Он объяснил мне, что, по местным обычаям, парня, который лезет к девчонке без намерений венчаться, сажают нагишом в набитый крапивой мешок и оставляют так на целые сутки.
- Оберегаются от пришлых любителей. Тут ведь всякие забредали, бывало... Приискатели, старатели, беглые... Из властей никто никогда не бывал, а каторжники пробираться умели... Ну и уставили деды обычай... До сих пор держится.
- Какая дикость! - сказал я.
- Ужас! - подтвердил председатель.- Я когда приехал сюда в двадцать седьмом, думал - не выживу.
- Жуткая боль? - спросил я деловито.
- Не говорите! Перенести невозможно. Помешаться легко.
- Ну и что с вами было потом?
- Потом не раздумывал... Сразу женился.
- На местной?
- А я тоже ведь местный. Но меня отсюда один заезжий большевик увозил. Я у него в Качуге жил. Там в школе учился. А потом вот вернуться пришлось.
- Почему же пришлось?
- История вышла... Я хотел в университет подаваться, об Иркутске мечтал, а меня из последнего класса турнули. С волчьим билетом...
- Это за что же?
- За дурь,- чистосердечно признался он.- Я, понимаете, директора со второго этажа обмочил.
- Д-да,- не нашелся я ничего больше сказать.- И за что же вы его так? Что он вам сделал?
- Ничего он не сделал. Просто с ребятами спорили.. Хватит духу или не хватит.
- Значит, хватило?
- Угу, - грустно подтвердил он свой печальный успех.
- И возвратились к отцу?
- Нет, отец у меня в гражданской погиб, Каппель убил его. Это у Колчака генерал был такой. Когда Колчака раскрошили, он с отрядом подался в леса. А отец пошел драться против него. Отец здесь единственный красный Другие наши деревенские не воевали, потому что им нельзя убивать... Большевик меня потому и забрал к себе, что отец считался погибшим за новую власть. И председателем меня назначили тоже из-за отца. Впрочем, здесь только председатель и числится, а Совета у нас не имеется . Налогов не платим, хлеб не вывозим... И ничего с нами поделать не могут, потому что к нам трудно добраться.
- Значит, обязанностей у вас нет никаких?
- Почти, можно сказать, никаких. Пробовал объяснять про советскую власть, но людям это неинтересно... Им все равно, чья власть, раз не божья... И Киренск с меня тоже никакого дела не требует. Я послал раз при случае сведения о смертях и рождениях, но их, наверное, выбросили. Ведь мы там ни в каких бумагах не числимся, и им про нас не обязательно знать...
- Значит, и жалованья вы не получаете?
- Конечно, не получаю.
- А на что вы живете? Свое хозяйство у вас?
- Какое там хозяйство,- пренебрежительно мотнул он головой.- Всей живности - поросенок и трое ребят.
- Как?
Он засмеялся.
- Да вот так.. Тоска тут.

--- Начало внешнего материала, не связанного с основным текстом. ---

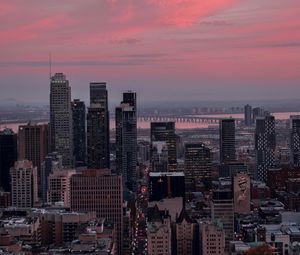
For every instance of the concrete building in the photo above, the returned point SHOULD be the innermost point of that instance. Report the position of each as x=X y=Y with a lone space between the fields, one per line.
x=222 y=209
x=186 y=235
x=58 y=227
x=212 y=238
x=265 y=145
x=197 y=162
x=33 y=144
x=163 y=151
x=53 y=161
x=98 y=152
x=159 y=232
x=8 y=157
x=61 y=130
x=79 y=132
x=24 y=190
x=295 y=140
x=227 y=140
x=248 y=115
x=101 y=192
x=59 y=187
x=126 y=140
x=166 y=185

Только и остается, что делать детей. Не гадал и не думал, что в двадцать два года у меня их будет три штуки.
- Трудно, наверное, без хозяйства кормиться?
- Вообще-то конечно. Но с хозяйством надо возиться, а я не люблю. Я в школе в комитете учащихся был, драматическим кружком заправлял... Пьески мы ставили, плакаты писали. Вот это мне нравилось.

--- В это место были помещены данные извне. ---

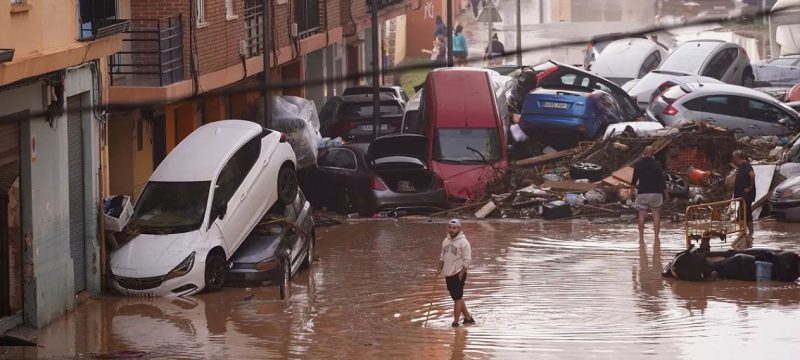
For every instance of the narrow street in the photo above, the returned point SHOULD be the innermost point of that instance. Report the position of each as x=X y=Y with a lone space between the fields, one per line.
x=545 y=290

- Почему же вы тут ничем не займетесь?
- Тут? - Он презрительно хмыкнул. - Тут ищите-переворачивайте - нигде печатного ничего не найдете. Какие там пьески! Только и есть что евангелие с требником. При царе Горохе печатанные. Труха, а не книга. Прямо под Пальцами вся рассыпается. И смешно, и злость забирает. Но пришлось ее по должности вызубрить.

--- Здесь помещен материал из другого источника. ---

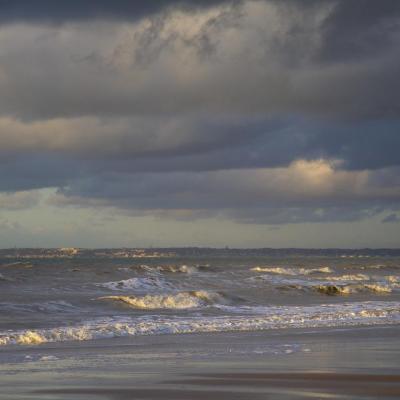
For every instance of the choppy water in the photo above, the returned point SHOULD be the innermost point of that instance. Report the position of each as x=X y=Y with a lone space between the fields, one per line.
x=52 y=297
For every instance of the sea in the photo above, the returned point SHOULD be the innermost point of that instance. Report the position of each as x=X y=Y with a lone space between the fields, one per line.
x=253 y=308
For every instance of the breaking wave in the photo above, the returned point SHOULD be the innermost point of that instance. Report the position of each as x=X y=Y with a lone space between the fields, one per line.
x=293 y=271
x=328 y=315
x=143 y=283
x=183 y=269
x=182 y=300
x=45 y=307
x=352 y=289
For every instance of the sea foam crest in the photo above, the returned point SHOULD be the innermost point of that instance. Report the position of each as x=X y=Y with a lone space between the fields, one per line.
x=141 y=283
x=293 y=271
x=182 y=300
x=278 y=317
x=183 y=269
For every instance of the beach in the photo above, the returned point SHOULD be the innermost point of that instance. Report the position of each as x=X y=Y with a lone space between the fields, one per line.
x=336 y=364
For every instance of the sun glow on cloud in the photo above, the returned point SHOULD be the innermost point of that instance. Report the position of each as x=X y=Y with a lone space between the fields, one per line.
x=251 y=113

- Что значит по должности?
- А я ведь по совместительству попом тут работаю.
- Что-о? - изумился я.
- Ну да,- засмеялся он.- Честное слово. Заставили мужики и знать ничего не хотят. "Ты,- сказали,- ученый, ну и служи". Наговорили мне старики разные молитвы по памяти, я записал и орудую... Не видели тут в лесу часовенку маленькую? Я ей заведующий...
- И как же это у вас получается? - не мог я вообразить себе этого парня попом.
- Получается ничего. Когда настроение есть, так здорово даже. Такое накручиваю, что сам удивляюсь. Но малоинтересно, конечно,- поскучнел он на минутку, чтобы тут же опять оживиться.- Вот в Качуге мы "Трагика поневоле" играли, вот там я показывал!
- И вы прямо так выступаете, в таком виде? - спросил я его о красноармейской шапке и ватнике, доставшихся ему, вероятно, после отца.